Las
palabras y la vida
Alberto Martín Baró
He pasado el mes de
agosto y los primeros días de septiembre en Santander, cuna de mi mujer. La
capital de Cantabria ocupa un lugar cada vez más privilegiado en mi corazón.
Sus playas, su Bahía, el Muelle –así llaman los nativos al paseo de Pereda,
pues según los anales en tiempos pretéritos hasta esta hermosa vía y más allá
llegaban las aguas–, Puerto Chico, el Puntal, el perenne verdor de los
praderíos y los montes circundantes…, son referencias obligadas para los
habitantes y visitantes de esta ciudad y de estas tierras. A lo que hay que
unir la cordialidad de los santanderinos y de los cántabros en general.
Insisto en estas
notas positivas para paliar el aspecto negativo que me ha llamado la atención
en mi reciente estancia en la “novia del mar”. Entre amistades, conocidos y
familiares de mi mujer me ha sorprendido la gran cantidad de rupturas
matrimoniales en la generación que sigue a la nuestra. Parejas que se casaron
enamoradas y, después de unos años de convivencia y de traer al mundo a un hijo
o más de uno, han decidido poner fin a su unión. Con el consiguiente dolor de
sus padres, de los hijos y de ellos mismos.
Por si mi impresión
se basaba en una observación limitada y subjetiva, he consultado las últimas
estadísticas publicadas por el Consejo General del Poder Judicial. Pues bien,
según este informe, en los tres primeros meses de 2017 las separaciones y los
divorcios en toda España han aumentado en un 4,8% con respecto al mismo periodo
del año anterior. Y, aquí viene el dato que confirma mi percepción, por
Comunidades Autónomas están a la cabeza de esta triste clasificación Cantabria,
Cataluña y la Comunidad Valenciana, con 0,8 demandas de disolución por cada
1.000 habitantes, mientras que Castilla-León es la autonomía que arroja la
cifra más baja, con 0,5 demandas por cada 1.000 habitantes.
Los catalanes eran
los habitantes de España –¿por cuánto tiempo podremos seguir considerándolos
como tales?– que en el año 2015 registraron más rupturas matrimoniales, 2,6 por
cada 1.000 habitantes, según datos del Instituto Nacional de Estadística, y los
castellano-leoneses eran los españoles que menos se separaron y divorciaron,
1,5 por cada 1.000 habitantes.
Cuando mis coetáneos
y yo éramos jóvenes, las separaciones constituían una excepción a la regla en
la vida matrimonial, mientras que el divorcio aún no estaba legalizado en
España.
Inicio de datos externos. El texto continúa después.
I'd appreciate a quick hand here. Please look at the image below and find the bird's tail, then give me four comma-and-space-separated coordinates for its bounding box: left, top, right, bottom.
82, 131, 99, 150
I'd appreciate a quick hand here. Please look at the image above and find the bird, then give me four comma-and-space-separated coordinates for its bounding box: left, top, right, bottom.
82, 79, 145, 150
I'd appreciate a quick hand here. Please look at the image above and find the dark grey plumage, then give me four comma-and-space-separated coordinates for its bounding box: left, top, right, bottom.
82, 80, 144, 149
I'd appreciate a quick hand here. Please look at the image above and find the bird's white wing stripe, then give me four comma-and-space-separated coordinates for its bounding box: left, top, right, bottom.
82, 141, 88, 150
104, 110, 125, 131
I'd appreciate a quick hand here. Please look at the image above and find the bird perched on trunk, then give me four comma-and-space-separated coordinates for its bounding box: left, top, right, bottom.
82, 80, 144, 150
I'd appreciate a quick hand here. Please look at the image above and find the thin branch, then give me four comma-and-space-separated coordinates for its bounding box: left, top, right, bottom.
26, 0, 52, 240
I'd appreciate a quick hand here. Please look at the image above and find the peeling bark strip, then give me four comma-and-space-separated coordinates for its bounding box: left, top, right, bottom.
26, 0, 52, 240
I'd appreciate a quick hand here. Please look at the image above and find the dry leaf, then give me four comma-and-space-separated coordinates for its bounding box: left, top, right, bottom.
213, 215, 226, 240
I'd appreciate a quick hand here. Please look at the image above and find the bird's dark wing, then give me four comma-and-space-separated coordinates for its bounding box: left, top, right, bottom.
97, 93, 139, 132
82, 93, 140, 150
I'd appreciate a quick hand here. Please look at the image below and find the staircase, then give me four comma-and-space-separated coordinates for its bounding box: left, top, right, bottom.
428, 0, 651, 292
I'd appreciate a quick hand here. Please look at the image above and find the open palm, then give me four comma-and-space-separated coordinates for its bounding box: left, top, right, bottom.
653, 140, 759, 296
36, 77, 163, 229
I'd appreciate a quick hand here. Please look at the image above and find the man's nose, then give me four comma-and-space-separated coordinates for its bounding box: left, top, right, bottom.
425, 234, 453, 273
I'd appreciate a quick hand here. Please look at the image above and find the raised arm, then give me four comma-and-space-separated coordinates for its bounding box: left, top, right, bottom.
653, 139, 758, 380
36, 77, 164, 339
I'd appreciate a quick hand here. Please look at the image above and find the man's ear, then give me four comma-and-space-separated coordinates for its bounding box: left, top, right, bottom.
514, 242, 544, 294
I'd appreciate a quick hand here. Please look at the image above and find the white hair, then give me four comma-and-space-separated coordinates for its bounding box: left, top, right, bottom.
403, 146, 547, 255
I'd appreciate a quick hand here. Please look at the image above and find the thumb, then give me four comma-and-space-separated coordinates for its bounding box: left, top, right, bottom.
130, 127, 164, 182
Los divorcios en aquellos tiempos eran cosa de los famosos en otros
países donde la ley los permitía y, muy en especial, de las estrellas de
Hollywood.
Lo cual no quiere
decir que todos los matrimonios de nuestro entorno fueran un modelo de
felicidad conyugal. Pero la opinión pública y, sobre todo, las creencias
religiosas pesaban más que la libertad de separarse cuando la armonía de la
pareja había dejado de existir. En determinados círculos sociales se veía con
malos ojos y hasta se rechazaba al separado y, más aún, a la separada.
La autonomía
económica de la mujer, que el acceso a trabajos fuera de casa hizo posible, es
una de las causas de que, en la actualidad y en numerosos casos, puedan vivir
por separado los miembros de la pareja. Y de que no sean ya solo ni
predominantemente los hombres quienes toman la iniciativa de poner fin a la
convivencia.
Junto a este aumento
de las rupturas matrimoniales existe, siempre desde mi observatorio particular,
un incremento de las segundas oportunidades. A mí me parece un hermoso gesto de
abrir horizontes al amor volver a intentar una unión estable en pareja después
de un fracaso.
Nos comentaba una
amiga de mi mujer que ella no se sentía ya capaz de encontrar a alguien de
quien enamorarse y con el que embarcarse en la bella y valiente singladura que
es el matrimonio o la vida compartida.
Hallar a la persona
idónea para iniciar una nueva navegación en común es, ciertamente, un regalo
del cielo.
A esta mujer, y a
otras personas solitarias, me atrevo a invitarlas a estar abiertas a la
esperanza de abandonar su soledad –aun siendo consciente de que la soledad
también comporta sus beneficios–, para entablar un diálogo y una compañía
propiciados por el mutuo amor.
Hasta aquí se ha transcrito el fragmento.